🤖 AI Summary
This work addresses the limitations of the traditional Panoptic Quality (PQ) metric, which lacks a well-defined instance matching mechanism when IoU thresholds fall below 0.5, rendering it vulnerable to challenges such as fragmentation, ambiguous boundaries, and annotation noise. The authors formulate instance matching as a constrained bipartite graph assignment problem, decoupling match confidence from both prediction and ground truth sides. They systematically define four distinct matching strategies and introduce, for the first time, a vertex-centric framework that unifies the computation of true positives, false negatives, and false positives.

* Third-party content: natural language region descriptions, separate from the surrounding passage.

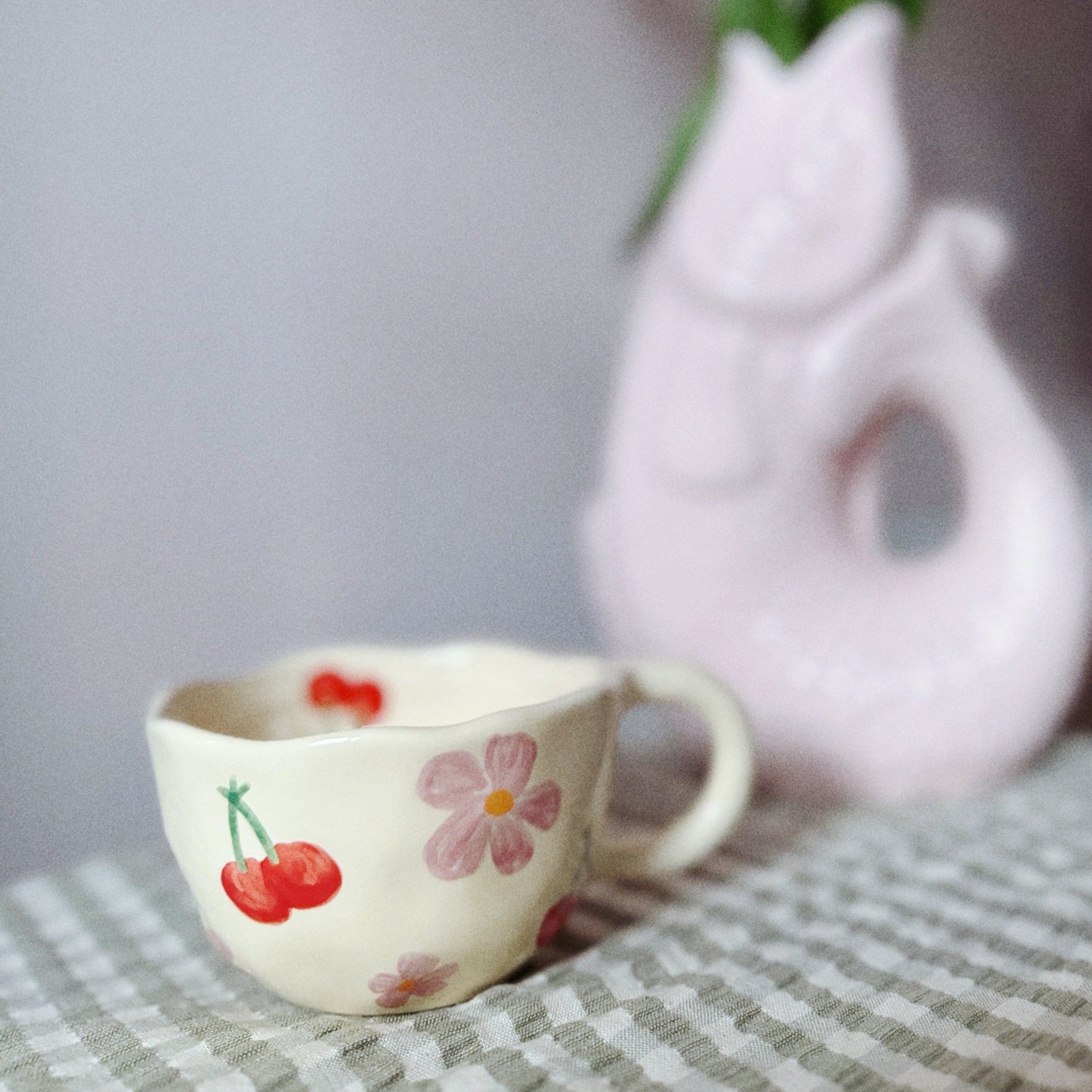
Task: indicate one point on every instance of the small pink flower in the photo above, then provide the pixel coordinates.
(493, 809)
(419, 976)
(555, 920)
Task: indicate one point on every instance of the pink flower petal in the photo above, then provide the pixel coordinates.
(458, 846)
(415, 966)
(510, 844)
(449, 780)
(382, 983)
(434, 982)
(540, 807)
(508, 761)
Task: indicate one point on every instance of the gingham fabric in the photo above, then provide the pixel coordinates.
(930, 947)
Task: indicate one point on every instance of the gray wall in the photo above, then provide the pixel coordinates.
(307, 319)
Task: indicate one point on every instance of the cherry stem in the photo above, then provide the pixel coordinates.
(235, 804)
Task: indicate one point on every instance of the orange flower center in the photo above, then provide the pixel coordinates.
(500, 802)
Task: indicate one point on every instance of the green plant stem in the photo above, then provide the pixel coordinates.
(236, 805)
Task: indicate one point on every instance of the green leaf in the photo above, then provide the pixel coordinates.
(679, 145)
(777, 22)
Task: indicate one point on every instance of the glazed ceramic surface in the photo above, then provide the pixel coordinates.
(794, 304)
(370, 830)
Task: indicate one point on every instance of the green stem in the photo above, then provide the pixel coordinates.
(235, 805)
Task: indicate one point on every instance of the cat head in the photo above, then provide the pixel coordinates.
(800, 187)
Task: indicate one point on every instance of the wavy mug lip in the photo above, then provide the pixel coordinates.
(611, 675)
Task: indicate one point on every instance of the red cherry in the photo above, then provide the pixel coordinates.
(304, 876)
(328, 689)
(366, 699)
(555, 920)
(252, 892)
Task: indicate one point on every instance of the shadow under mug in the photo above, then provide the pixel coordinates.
(372, 829)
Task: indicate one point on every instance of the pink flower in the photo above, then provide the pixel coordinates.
(555, 920)
(493, 809)
(419, 976)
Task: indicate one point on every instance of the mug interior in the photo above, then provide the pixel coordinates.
(358, 687)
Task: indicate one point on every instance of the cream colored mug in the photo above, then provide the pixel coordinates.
(376, 830)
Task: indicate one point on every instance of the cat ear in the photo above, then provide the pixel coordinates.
(749, 66)
(862, 46)
(800, 188)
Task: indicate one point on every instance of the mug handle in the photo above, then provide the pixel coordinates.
(722, 799)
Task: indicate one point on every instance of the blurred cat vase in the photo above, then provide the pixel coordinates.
(794, 304)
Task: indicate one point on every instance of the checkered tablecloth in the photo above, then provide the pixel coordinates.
(932, 947)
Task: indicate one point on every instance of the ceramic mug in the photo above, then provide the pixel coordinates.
(370, 830)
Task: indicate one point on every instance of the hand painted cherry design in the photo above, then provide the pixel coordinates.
(292, 876)
(330, 690)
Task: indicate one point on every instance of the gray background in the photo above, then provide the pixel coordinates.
(308, 314)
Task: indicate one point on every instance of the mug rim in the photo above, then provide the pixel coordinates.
(611, 675)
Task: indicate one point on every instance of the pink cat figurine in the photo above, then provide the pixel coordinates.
(792, 306)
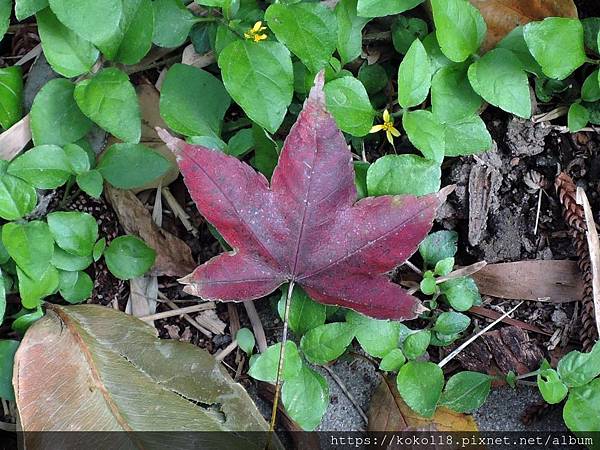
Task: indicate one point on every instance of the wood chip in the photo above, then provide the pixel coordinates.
(555, 281)
(484, 182)
(14, 140)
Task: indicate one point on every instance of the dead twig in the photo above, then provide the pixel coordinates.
(468, 342)
(257, 328)
(178, 311)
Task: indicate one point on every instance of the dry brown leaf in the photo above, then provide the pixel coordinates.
(91, 368)
(388, 412)
(173, 256)
(502, 16)
(556, 281)
(191, 58)
(14, 140)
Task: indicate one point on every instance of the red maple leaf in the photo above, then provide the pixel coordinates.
(305, 227)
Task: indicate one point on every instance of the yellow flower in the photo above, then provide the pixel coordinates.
(256, 32)
(387, 126)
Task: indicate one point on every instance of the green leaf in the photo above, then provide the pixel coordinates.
(308, 30)
(33, 290)
(128, 166)
(556, 43)
(74, 232)
(403, 174)
(245, 340)
(75, 287)
(30, 245)
(27, 8)
(461, 293)
(5, 10)
(582, 410)
(260, 78)
(515, 42)
(265, 151)
(444, 267)
(466, 391)
(306, 397)
(373, 77)
(590, 91)
(192, 101)
(553, 390)
(326, 342)
(426, 133)
(416, 344)
(110, 100)
(129, 257)
(173, 23)
(376, 337)
(438, 246)
(67, 53)
(93, 20)
(68, 261)
(77, 157)
(436, 57)
(377, 8)
(305, 313)
(578, 117)
(414, 76)
(2, 296)
(7, 355)
(393, 361)
(452, 97)
(420, 385)
(241, 143)
(24, 321)
(44, 167)
(11, 96)
(576, 368)
(17, 197)
(55, 117)
(459, 27)
(591, 30)
(99, 249)
(133, 38)
(350, 26)
(405, 30)
(467, 136)
(428, 285)
(91, 183)
(361, 169)
(349, 104)
(451, 323)
(264, 368)
(500, 79)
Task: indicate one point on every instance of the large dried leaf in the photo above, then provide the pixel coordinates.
(305, 226)
(90, 368)
(555, 281)
(388, 412)
(173, 256)
(502, 16)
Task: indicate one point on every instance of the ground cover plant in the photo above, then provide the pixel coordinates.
(310, 149)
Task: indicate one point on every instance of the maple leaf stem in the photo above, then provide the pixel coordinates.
(286, 316)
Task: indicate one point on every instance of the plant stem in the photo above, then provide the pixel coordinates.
(281, 360)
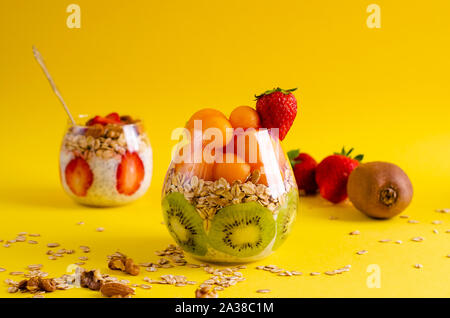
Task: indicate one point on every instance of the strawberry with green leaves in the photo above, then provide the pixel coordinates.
(277, 108)
(332, 175)
(304, 167)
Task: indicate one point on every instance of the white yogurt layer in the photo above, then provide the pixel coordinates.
(103, 191)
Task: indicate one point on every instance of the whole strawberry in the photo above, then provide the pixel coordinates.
(277, 108)
(332, 175)
(304, 167)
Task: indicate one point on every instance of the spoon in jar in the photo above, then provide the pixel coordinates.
(40, 60)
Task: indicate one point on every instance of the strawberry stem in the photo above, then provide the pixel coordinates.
(292, 155)
(347, 154)
(268, 92)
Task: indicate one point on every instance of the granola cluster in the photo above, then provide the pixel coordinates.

This approach comprehensively characterizes the space of matching strategies under low-IoU conditions and naturally extends to part-aware panoptic segmentation evaluation—particularly beneficial for biomedical image analysis. The authors further release Panoptica, an open-source evaluation toolkit supporting multi-strategy and part-level assessment, demonstrating its efficacy across multiple case studies.
📝 Abstract
The Panoptic Quality (PQ) metric is the standard for jointly evaluating instance and semantic segmentation. However, its original definition relies on a One-to-One matching between predicted and ground truth segments, which is only straightforward when the IoU threshold exceeds 0.5. Below 0.5, multiple matching strategies emerge in a poorly explored problem space. We systematically elucidate this space by recasting segment matching as a constrained bipartite assignment problem. Independently bounding the prediction- and ground-truth-side degrees yields four matching strategies: One-to-One, Many-to-One, One-to-Many, and Many-to-Many. We show that the first three are well-defined within the PQ framework, while Many-to-Many falls outside it. These strategies become relevant when instances are fragmented, adjacent objects are difficult to delineate, or annotations are noisy. Central to our framework is a vertex-based accounting of TP, FN, and FP, anchored to ground truth and predicted segments rather than to matching edges. We further show that the framework extends naturally to part-aware panoptic segmentation, and we explore part-aware evaluation on biomedical data. Across configurable case studies we report how different combinations of thresholds and matching strategies behave in practice. We release a unified open-source package built on Panoptica. It exposes Voronoi-based region-wise analysis, part-aware evaluation, and Area Under Threshold Curve computations as configurable options.